Und es war nicht zu übersehen, dass sie im erst vierten Match auf Sand in dieser Saison weit weg war von ihrer Bestform, nachdem sie sich vor fast drei Wochen beim Turnier in Madrid am rechten Sprunggelenk verletzt hatte.
Sie habe den Fuß gespürt, bekannte Kerber, sie mutmaßte auch, die French Open seien vielleicht "noch ein bisschen zu früh" gekommen, betonte aber auch: "Das soll keine Entschuldigung sein."
Otte und Siegemund in der zweiten Runde
Als erste von 18 deutschen Tennisprofis erreichten dafür am ersten Turniertag Philipp Kohlschreiber (Augsburg) nach vier engen Sätzen gegen Robin Haase (Niederlande), der Kölner "lucky loser" Oscar Otte und Laura Siegemund (Metzingen) die zweite Runde.
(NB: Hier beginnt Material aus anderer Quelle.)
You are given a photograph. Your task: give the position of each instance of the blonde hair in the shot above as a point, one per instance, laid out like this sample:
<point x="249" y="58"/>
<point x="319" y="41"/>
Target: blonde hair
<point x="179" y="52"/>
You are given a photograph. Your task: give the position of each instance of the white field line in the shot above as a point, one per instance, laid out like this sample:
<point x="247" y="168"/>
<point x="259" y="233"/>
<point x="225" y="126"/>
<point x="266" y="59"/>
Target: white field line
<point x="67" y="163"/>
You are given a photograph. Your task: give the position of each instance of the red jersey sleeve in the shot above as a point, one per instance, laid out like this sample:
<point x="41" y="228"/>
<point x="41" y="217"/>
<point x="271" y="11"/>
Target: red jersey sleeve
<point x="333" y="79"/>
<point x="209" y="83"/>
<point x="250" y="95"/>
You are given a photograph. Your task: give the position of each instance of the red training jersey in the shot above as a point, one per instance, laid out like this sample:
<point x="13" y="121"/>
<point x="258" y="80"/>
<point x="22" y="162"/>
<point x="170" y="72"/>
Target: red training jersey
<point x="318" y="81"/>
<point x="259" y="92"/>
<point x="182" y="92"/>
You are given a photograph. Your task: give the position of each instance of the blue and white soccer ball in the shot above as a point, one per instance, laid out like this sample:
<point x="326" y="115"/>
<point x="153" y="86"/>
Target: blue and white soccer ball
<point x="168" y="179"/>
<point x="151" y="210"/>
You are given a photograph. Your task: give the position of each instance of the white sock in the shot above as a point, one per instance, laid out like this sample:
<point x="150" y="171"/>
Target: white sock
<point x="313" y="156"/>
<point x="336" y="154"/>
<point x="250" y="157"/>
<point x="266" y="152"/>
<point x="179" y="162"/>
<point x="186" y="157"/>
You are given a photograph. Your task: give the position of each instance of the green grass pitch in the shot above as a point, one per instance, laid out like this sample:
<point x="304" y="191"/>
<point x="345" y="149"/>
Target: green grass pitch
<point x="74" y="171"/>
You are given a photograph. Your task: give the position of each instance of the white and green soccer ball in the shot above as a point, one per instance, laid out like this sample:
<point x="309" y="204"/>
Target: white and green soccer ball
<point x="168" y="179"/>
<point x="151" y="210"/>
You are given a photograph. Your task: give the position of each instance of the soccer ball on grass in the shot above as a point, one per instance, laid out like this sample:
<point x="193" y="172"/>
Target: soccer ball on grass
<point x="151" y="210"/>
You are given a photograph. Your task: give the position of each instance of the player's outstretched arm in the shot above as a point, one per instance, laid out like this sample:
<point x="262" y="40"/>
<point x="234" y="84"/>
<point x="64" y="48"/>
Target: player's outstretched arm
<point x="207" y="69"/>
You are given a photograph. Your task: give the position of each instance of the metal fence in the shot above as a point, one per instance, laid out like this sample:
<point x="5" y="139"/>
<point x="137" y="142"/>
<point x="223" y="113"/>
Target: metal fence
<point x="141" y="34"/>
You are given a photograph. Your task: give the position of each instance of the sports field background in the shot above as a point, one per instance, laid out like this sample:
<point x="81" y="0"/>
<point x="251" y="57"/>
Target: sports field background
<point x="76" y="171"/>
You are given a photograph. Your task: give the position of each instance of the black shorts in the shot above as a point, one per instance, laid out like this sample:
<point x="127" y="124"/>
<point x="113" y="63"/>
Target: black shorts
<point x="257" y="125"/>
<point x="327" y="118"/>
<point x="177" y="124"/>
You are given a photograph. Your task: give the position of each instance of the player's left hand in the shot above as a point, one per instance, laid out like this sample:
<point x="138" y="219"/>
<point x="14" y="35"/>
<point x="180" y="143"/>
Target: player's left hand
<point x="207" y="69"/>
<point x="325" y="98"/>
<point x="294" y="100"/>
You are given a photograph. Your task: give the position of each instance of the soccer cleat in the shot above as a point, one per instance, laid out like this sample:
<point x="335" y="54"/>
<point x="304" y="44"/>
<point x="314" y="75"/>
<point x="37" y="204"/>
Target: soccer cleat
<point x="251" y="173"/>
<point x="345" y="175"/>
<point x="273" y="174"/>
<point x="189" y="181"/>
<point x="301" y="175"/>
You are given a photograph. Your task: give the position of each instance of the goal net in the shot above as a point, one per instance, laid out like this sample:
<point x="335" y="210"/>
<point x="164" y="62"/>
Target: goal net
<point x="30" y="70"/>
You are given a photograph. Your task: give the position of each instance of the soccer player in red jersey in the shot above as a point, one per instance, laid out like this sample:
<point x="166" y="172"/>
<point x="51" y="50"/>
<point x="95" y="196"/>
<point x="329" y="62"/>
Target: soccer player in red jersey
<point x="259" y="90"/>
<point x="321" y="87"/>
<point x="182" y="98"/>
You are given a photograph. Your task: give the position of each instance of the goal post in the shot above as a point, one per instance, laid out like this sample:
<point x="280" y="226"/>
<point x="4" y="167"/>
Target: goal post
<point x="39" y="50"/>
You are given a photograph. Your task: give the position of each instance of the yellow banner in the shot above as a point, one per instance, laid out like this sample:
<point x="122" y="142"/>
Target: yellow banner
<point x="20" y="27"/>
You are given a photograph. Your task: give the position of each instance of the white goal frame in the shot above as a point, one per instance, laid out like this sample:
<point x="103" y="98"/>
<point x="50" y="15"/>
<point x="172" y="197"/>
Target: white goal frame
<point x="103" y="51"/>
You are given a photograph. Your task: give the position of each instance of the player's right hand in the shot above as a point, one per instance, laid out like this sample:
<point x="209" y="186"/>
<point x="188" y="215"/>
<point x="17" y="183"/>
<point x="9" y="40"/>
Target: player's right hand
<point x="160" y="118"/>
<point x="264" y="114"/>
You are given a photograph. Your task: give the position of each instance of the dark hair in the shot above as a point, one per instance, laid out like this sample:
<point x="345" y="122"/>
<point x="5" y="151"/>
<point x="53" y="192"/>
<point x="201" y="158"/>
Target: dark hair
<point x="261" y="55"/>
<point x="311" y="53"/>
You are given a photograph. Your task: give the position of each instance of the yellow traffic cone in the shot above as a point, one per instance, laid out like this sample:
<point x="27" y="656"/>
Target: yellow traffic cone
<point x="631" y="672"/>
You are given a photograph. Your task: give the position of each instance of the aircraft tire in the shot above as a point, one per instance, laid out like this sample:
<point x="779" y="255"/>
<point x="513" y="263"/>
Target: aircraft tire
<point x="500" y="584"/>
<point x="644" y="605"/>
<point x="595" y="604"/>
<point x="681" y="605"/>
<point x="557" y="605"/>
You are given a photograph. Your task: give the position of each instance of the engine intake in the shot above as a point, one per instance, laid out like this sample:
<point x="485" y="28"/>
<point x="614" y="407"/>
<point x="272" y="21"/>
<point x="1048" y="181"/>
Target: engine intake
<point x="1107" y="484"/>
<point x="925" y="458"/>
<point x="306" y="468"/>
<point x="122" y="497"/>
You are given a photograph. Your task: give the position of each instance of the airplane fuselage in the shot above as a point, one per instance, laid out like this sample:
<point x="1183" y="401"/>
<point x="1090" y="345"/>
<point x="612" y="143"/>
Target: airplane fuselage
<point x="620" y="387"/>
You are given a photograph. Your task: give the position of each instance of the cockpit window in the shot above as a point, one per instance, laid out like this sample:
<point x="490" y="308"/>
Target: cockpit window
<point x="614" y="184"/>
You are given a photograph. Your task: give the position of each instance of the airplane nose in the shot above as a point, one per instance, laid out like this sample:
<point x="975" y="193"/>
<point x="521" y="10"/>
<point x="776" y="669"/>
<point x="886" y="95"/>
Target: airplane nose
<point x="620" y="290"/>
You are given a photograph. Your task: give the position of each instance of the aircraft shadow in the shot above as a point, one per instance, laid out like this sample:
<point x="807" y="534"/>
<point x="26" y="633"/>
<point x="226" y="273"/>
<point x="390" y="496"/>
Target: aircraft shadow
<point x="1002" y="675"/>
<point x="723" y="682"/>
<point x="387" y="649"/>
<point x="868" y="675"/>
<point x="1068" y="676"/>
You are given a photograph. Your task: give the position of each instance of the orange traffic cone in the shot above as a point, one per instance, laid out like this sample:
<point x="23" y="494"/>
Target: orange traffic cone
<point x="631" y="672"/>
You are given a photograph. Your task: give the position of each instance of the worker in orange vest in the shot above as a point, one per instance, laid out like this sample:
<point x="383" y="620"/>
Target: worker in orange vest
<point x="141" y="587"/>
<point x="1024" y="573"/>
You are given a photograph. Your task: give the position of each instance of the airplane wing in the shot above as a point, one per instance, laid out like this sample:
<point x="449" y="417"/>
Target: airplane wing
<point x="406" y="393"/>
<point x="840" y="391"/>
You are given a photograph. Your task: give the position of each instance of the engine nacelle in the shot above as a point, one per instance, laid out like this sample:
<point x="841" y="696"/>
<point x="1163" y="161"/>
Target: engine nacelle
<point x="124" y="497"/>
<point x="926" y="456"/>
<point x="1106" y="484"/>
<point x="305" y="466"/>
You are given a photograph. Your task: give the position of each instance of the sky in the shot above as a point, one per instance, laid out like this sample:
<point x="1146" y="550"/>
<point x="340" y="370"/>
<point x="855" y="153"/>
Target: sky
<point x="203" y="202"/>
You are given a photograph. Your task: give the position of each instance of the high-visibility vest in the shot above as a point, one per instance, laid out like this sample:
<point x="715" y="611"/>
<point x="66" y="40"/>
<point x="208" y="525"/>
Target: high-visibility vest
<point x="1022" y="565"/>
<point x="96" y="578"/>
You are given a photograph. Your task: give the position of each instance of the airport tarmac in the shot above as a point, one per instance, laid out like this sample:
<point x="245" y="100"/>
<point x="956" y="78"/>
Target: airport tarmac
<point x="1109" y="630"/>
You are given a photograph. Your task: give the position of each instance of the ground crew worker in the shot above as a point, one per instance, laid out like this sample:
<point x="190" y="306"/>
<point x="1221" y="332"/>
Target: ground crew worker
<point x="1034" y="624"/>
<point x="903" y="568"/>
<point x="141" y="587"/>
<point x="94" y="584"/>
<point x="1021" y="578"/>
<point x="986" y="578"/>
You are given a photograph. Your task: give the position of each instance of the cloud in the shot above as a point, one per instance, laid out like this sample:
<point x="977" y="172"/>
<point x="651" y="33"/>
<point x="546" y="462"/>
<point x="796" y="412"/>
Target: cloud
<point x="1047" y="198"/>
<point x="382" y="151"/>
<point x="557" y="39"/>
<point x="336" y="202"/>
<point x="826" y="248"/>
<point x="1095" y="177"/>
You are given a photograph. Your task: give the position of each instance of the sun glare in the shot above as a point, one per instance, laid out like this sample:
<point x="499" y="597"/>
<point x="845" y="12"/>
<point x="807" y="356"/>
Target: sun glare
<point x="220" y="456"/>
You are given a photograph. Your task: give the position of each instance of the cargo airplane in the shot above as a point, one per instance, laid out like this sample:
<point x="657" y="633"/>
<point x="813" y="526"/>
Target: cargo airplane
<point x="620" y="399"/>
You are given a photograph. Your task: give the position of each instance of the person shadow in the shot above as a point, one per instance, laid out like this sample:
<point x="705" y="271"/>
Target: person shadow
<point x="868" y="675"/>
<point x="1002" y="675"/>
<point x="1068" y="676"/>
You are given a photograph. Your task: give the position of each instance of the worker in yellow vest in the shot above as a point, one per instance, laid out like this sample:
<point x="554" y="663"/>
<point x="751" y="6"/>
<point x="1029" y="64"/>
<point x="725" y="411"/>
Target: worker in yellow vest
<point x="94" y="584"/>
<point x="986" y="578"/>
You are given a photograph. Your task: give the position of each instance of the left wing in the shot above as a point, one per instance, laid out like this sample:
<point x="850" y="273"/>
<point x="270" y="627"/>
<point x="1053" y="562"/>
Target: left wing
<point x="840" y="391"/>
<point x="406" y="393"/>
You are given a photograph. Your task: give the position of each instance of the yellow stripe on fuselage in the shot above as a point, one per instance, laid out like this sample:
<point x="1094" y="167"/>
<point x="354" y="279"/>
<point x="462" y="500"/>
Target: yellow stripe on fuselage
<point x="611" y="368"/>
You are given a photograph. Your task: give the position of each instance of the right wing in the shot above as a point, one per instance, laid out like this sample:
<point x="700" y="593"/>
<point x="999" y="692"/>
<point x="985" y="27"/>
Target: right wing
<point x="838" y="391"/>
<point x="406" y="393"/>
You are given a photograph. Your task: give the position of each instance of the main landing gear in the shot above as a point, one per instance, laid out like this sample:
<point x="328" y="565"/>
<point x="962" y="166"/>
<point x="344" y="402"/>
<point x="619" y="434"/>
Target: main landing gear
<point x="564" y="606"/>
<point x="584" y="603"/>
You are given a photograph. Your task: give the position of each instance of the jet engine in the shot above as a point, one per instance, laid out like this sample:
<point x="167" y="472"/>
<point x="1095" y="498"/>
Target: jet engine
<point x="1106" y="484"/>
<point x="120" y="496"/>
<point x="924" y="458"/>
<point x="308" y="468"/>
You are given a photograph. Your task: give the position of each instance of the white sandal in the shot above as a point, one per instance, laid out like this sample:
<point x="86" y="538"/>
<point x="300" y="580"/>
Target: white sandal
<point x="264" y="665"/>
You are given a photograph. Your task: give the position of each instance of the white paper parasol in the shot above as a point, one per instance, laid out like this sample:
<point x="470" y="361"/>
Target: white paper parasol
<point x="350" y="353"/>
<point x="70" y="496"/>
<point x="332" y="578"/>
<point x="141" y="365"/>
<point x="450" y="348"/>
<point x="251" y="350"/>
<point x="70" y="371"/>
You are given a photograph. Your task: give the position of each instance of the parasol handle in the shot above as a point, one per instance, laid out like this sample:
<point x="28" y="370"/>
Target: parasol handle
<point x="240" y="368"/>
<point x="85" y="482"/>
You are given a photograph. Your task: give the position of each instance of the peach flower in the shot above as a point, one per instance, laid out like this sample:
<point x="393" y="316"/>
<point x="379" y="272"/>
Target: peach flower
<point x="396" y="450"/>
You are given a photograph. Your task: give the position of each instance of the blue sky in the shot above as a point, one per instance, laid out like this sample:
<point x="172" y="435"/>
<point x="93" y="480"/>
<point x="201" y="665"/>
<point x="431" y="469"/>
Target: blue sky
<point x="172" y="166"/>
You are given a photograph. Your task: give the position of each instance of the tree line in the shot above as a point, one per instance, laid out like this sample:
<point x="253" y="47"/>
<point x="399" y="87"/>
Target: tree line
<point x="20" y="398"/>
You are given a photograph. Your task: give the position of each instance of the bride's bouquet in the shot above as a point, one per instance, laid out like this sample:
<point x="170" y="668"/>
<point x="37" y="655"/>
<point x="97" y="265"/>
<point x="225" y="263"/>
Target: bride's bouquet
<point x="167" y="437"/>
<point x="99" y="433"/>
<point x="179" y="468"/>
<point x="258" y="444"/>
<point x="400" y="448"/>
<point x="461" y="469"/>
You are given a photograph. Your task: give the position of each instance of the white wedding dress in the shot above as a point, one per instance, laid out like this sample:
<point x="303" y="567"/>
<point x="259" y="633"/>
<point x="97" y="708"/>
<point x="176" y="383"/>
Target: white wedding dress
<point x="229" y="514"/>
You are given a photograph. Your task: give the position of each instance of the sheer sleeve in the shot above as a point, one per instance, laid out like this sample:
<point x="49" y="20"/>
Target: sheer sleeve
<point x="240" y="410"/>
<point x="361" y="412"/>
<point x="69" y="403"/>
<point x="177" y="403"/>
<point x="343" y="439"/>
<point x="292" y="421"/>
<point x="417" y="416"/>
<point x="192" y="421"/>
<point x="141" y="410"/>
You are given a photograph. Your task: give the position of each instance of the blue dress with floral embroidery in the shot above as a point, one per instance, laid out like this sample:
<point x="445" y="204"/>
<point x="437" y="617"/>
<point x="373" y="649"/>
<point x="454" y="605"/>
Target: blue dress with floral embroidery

Otte trifft nach seinem 6:3, 6:1, 4:6, 6:0 gegen Malik Jaziri aus Tunesien nun auf Roger Federer (Schweiz), der sich mit 6:2, 6:4 und 6:4 gegen Lorenzo Sonego aus Italien durchsetzte. Der Sieger von 2009 ist erstmals seit 2015 wieder in Roland Garros.
Otte folgte Siegemund durch ein 6:3, 6:2 gegen Sofja Schuk (Russland). Maximilian Marterer aus Nürnberg, im Vorjahr erst im Achtelfinale an Rekordsieger Rafael Nadal (Spanien) gescheitert, war dagegen beim 2:6, 2:6, 6:7 (4:7) chancenlos gegen den Weltranglistensechsten Stefanos Tsitsipas (Griechenland).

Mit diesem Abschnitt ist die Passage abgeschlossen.